Delivery items must comply with all the regulations, guidelines and standards pertaining to the respective goods and must be supplied with the prescribed certificates and confirmations. If a manufacturer’s declaration or a declaration of conformity (CE) is required for the goods, the seller must prepare them and make them available on request at its own expense.

§11 Miscellaneous: jurisdiction, governing law and severability clause 

  1. Unless otherwise agreed between the parties, the courts for Reutlingen shall have exclusive jurisdiction in respect of all disputes arising out of or in connection with any purchase agreement and any sales agreement between the parties. As an exception hereto we are also entitled to sue seller at its place of business.
  2. The language of the contractual relationship is English. If the parties make use of another language the English version of any contractual document shall prevail.

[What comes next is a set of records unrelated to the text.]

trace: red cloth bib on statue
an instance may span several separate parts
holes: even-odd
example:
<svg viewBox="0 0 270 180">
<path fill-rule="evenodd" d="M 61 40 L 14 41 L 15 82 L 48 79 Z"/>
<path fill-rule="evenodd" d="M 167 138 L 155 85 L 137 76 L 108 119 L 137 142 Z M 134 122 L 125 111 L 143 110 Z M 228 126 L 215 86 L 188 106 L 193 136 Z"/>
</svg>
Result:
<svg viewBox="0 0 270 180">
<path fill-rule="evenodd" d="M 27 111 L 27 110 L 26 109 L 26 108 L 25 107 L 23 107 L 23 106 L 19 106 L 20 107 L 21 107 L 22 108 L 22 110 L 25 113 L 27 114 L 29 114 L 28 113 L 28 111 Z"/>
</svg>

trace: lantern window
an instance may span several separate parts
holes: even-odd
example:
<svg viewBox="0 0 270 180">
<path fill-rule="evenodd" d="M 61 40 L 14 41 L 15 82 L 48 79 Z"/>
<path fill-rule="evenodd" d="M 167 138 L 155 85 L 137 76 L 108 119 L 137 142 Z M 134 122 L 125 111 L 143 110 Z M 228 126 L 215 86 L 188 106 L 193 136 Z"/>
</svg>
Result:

  3. In the event that one or more provisions of this General Terms and Conditions of Purchase or any sales agreement between the parties or any other stipulation between the parties should be or become invalid or unenforceable, contain a loophole or that a period stipulated violates legally intended periods the validity of the remaining provisions and agreements shall not be affected thereby.
  4. All contractual and other legal relations between the parties including any contractual relation resulting of sales agreements based are governed by German law including the UN Convention on Contracts for the International Sale of Goods (CISG) dated 11th April 1980.